If Sheffield United can hold on to Ched Evans and James Beattie, automatic promotion might be a more realistic prospect than it currently looks.
In the first half, they were slow in the build-up and looked too pedestrian to create chances. It was another nothing sort of game that seemed to be heading nowhere until Evans scored his first goal; he’s now on 13 in all competitions.
But after the break, United upped the tempo, pressed and had far more of the ball in the last third, creating many chances. For long stretches, Rochdale could not get out of their half.

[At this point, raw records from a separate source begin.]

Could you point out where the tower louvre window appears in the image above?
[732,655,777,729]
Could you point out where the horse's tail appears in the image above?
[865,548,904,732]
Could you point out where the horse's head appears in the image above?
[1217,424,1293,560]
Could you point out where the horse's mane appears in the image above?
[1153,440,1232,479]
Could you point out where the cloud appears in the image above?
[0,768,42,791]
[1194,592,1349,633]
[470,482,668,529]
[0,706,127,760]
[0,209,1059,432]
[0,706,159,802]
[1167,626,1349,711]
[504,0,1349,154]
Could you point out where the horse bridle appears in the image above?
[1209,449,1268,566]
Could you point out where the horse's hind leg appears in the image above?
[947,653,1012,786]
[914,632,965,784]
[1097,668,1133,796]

It came not through great football or individual brilliance, but the basics of harrying, forcing mistakes and then playing the ball into the right areas.
The defence was good and apart from the one chance in the first half, Rochdale were restricted to long-range efforts. Apart from Francois Christmas Special, the rest of the defence kept it simple and did the basics. Doyle did a nice job just in front, and McDonald, Quinn and Williamson, although not always precise with their passing, had enough to get in beyond Dale and into the last third.

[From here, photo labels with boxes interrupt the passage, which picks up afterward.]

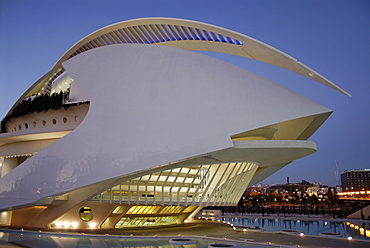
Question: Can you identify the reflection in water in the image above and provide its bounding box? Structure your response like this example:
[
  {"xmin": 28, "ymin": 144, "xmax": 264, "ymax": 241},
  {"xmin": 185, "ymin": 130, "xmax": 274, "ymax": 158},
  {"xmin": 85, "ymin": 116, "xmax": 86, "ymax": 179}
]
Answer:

Cresswell toiled hard but Evans looked a class above again and easily could have scored five. Once the second goal went in, the game was effectively over and United never looked in any danger.
The side does not look totally convincing but in each win against poor sides they have still been full value and have kept three clean sheets. Naturally, they will need to do better against some of the teams in the top half of the division but they look a more solid outfit, with the much-maligned Doyle actually being a key man.
With a touch more creativity and pace (a la Clarke or Phillips) and another scoring threat to complement or replace Evans, if he departs in January, United should easily be able to finish in the top six. Gatecrashing the top two looks beyond them at present, though the sky could be the limit with a partnership of Evans and James Beattie that lasted beyond the transfer window.
Unlikely? Think about it: Evans is due in court in March and, despite his form – in League One, mind - would a club want to gamble on a striker who may end up in jail two or three months after signing? Beattie, meanwhile, who can undoubtedly still perform at a higher level when fit and firing, will be unlikely to have sufficiently proved that to all but the Doncasters and Coventrys of the Championship; would he want to swap a promotion bid for a relegation scrap?